Why does function pointer in c does not have to be pointer at all?

Question

Having this:

#include <stdio.h>
#include <stdlib.h>

int do_op(int (*op)(int,int),int a, int b){ return op(a,b); }
/*int do_op(int (op)(int,int),int a,int b){return op(a,b);} */
int add(int a, int b){ return a+b; }
int mul(int a, int b){ return a*b; }

int main(){
    printf("add:%i;mul:%i\n",do_op(add,5,10),do_op(mul,5,10));
}

From what I know about function pointer so far, is their "type" is of return value's type. (Does not know how it is implemented in gas, wheter the return value is in %rax before ret? just an detail), however what is the point of a reference to a function, when it does not have to be reference at all? What does it mean, when it is not pointer? (like (op)), is then the function used by value (not address)? But function in general does not have value, it has only start address in %rbi and after it finishes, it is retuned back to upper function by ret, so what does it mean in c, a function "pointer" is not pointer? (give some examples please)

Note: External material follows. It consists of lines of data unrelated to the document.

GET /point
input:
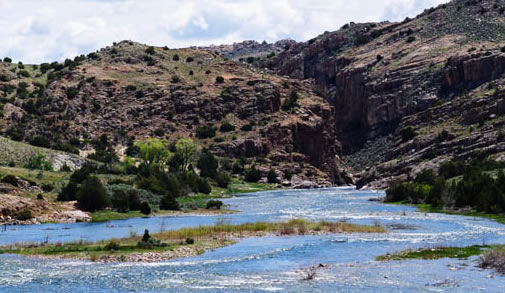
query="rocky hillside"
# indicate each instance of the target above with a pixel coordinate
(130, 91)
(249, 51)
(412, 94)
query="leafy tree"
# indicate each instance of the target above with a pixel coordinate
(185, 148)
(133, 200)
(128, 166)
(168, 202)
(272, 176)
(204, 186)
(92, 195)
(119, 201)
(69, 192)
(154, 153)
(208, 165)
(214, 204)
(223, 179)
(253, 174)
(39, 162)
(145, 208)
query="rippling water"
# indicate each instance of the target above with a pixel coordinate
(271, 264)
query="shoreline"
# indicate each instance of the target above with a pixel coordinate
(181, 243)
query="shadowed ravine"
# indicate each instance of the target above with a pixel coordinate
(273, 263)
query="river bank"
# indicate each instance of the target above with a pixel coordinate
(180, 243)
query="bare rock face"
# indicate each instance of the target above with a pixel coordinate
(442, 71)
(128, 92)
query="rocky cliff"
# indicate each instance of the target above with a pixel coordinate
(130, 91)
(441, 72)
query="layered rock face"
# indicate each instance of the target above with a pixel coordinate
(130, 92)
(382, 78)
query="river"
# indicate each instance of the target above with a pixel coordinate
(271, 264)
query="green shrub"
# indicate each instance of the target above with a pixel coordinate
(247, 127)
(237, 168)
(119, 201)
(223, 179)
(208, 165)
(10, 179)
(24, 214)
(253, 175)
(175, 79)
(113, 245)
(15, 133)
(442, 136)
(407, 133)
(204, 186)
(145, 208)
(290, 102)
(69, 192)
(205, 131)
(24, 73)
(72, 92)
(39, 162)
(48, 187)
(92, 195)
(168, 202)
(214, 204)
(272, 176)
(150, 50)
(226, 127)
(159, 132)
(40, 141)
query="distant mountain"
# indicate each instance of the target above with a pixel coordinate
(250, 51)
(388, 98)
(410, 95)
(131, 91)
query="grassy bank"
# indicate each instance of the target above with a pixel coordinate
(182, 242)
(107, 215)
(436, 253)
(426, 208)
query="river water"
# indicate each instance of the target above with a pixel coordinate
(271, 264)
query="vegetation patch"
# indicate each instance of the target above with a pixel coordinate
(435, 253)
(179, 243)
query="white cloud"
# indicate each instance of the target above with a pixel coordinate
(37, 31)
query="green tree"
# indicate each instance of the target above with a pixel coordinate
(208, 165)
(204, 186)
(145, 208)
(185, 148)
(253, 174)
(272, 176)
(39, 162)
(92, 195)
(154, 153)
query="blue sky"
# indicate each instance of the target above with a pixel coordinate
(36, 31)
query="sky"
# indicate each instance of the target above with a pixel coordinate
(36, 31)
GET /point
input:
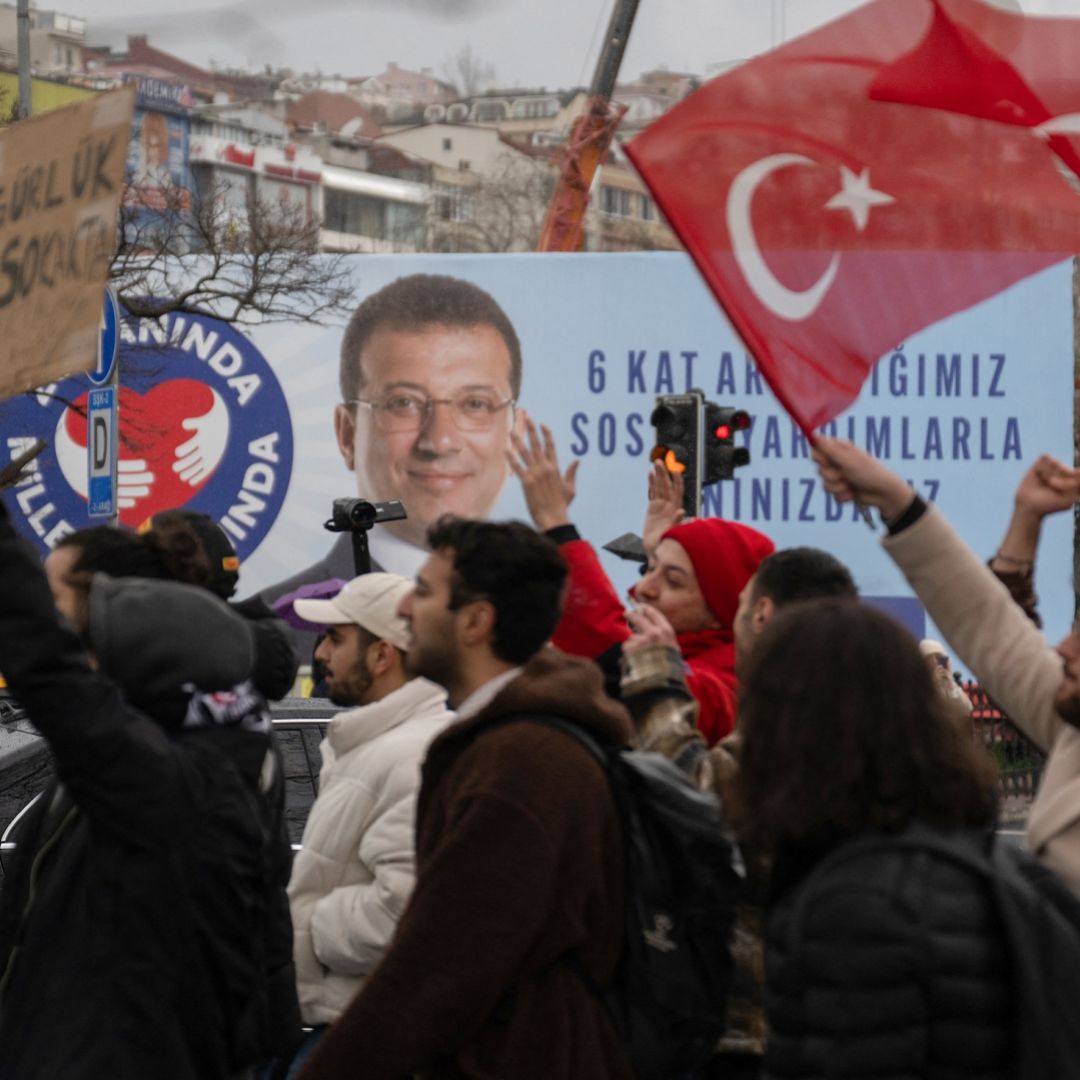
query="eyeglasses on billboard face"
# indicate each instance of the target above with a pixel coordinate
(410, 412)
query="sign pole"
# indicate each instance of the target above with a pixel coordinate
(103, 419)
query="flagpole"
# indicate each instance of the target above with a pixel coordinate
(1076, 420)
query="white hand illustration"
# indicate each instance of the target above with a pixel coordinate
(202, 453)
(134, 482)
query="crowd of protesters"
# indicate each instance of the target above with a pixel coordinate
(456, 907)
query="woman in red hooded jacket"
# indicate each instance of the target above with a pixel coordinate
(693, 578)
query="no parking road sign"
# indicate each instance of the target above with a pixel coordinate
(102, 451)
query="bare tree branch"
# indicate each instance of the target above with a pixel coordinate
(256, 262)
(12, 473)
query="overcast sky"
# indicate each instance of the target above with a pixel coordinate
(551, 43)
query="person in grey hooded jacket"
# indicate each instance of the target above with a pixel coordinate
(144, 929)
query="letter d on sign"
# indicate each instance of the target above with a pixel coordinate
(99, 444)
(102, 451)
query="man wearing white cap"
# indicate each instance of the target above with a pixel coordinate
(354, 872)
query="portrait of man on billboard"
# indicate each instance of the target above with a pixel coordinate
(430, 373)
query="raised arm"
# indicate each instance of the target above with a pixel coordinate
(593, 619)
(982, 624)
(1048, 487)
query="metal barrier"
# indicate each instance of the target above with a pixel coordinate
(1018, 760)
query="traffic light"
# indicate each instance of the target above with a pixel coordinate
(678, 420)
(721, 456)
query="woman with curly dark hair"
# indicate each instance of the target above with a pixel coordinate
(882, 959)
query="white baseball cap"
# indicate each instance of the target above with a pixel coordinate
(369, 601)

The question is relating to the comment in the code, where the (op) part is not a pointer, but still work. So is it a pointer or not?

Answer 1

The type of a function pointer is not its return type. It is the type of the function pointed to.

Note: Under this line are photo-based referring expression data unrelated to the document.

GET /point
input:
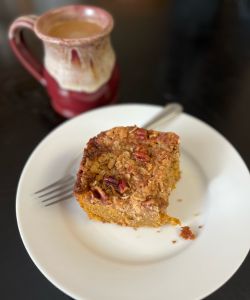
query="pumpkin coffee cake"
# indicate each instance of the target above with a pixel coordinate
(126, 176)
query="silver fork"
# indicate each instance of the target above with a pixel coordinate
(62, 189)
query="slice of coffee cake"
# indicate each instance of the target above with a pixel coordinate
(126, 176)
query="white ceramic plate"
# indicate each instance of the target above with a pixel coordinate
(91, 260)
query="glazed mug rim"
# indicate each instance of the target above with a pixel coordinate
(64, 10)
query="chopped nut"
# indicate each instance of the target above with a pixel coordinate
(142, 155)
(141, 133)
(111, 163)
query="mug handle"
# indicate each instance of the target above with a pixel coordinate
(20, 49)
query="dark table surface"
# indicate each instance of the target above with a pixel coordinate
(191, 51)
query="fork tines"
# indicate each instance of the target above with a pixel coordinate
(57, 191)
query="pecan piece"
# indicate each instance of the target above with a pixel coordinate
(119, 185)
(141, 154)
(141, 133)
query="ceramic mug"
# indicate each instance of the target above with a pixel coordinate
(78, 73)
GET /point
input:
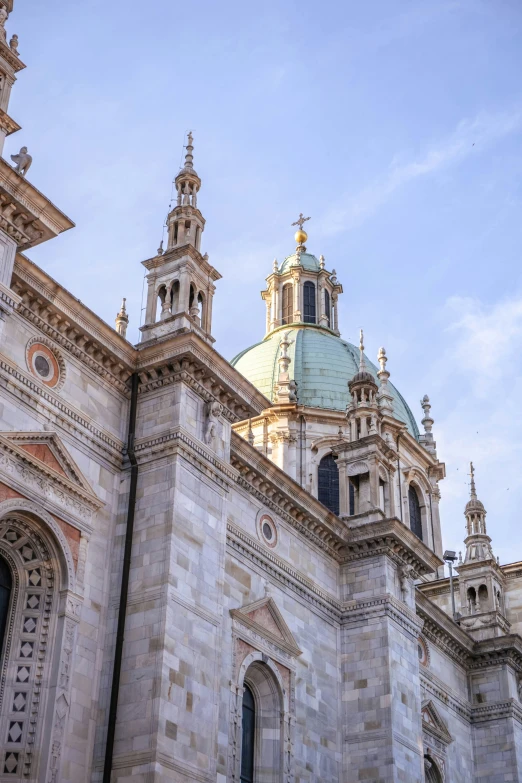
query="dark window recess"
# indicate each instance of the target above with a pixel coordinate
(6, 582)
(415, 515)
(309, 303)
(288, 310)
(329, 483)
(327, 307)
(248, 738)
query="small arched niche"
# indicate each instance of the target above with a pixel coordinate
(261, 730)
(309, 307)
(287, 305)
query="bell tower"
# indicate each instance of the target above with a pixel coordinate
(481, 581)
(181, 279)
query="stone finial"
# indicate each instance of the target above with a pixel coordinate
(23, 161)
(189, 159)
(427, 422)
(122, 319)
(384, 396)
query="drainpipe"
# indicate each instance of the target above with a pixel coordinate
(398, 478)
(124, 592)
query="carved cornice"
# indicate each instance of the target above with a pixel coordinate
(503, 650)
(394, 539)
(241, 543)
(33, 392)
(383, 606)
(443, 632)
(188, 358)
(55, 319)
(509, 709)
(26, 214)
(178, 441)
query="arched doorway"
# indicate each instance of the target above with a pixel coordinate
(431, 771)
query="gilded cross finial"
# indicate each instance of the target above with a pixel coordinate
(301, 221)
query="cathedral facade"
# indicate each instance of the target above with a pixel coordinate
(228, 572)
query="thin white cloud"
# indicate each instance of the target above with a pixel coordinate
(469, 136)
(479, 380)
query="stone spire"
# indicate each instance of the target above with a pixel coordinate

In the case of the parameter int (*op)(int,int), the type of op is "pointer to function which takes an int and an int, and returns int".

You could also define the parameter as int op(int,int) in which case the type of op is "function which takes an int and an int, and returns int".

Because function pointers point to code, they don't have a "value" in the sense that objects do. In fact, anyplace you specify an expression with a function type it is automatically converted to a pointer to a function. So you can declare the parameter op as int (*op)(int,int) or int op(int,int) and they will be exactly the same.

Section 6.3.2.1p4 of the C standard says the following regarding function types:

A function designator is an expression that has function type. Except when it is the operand of the sizeof operator, the _Alignof operator, or the unary & operator, a function designator with type ‘‘function returning type’’ is converted to an expression that has type ‘‘pointer to function returning type’’.

Section 6.7.6.3p8 also says the following regarding a function type as a parameter:

A declaration of a parameter as ‘‘function returning type’’ shall be adjusted to ‘‘pointer to function returning type’’, as in 6.3.2.1.

It is because of this that a parameter of function type is allowed. A variable of function type that is not a parameter is not useful because it can't be initialized or assigned.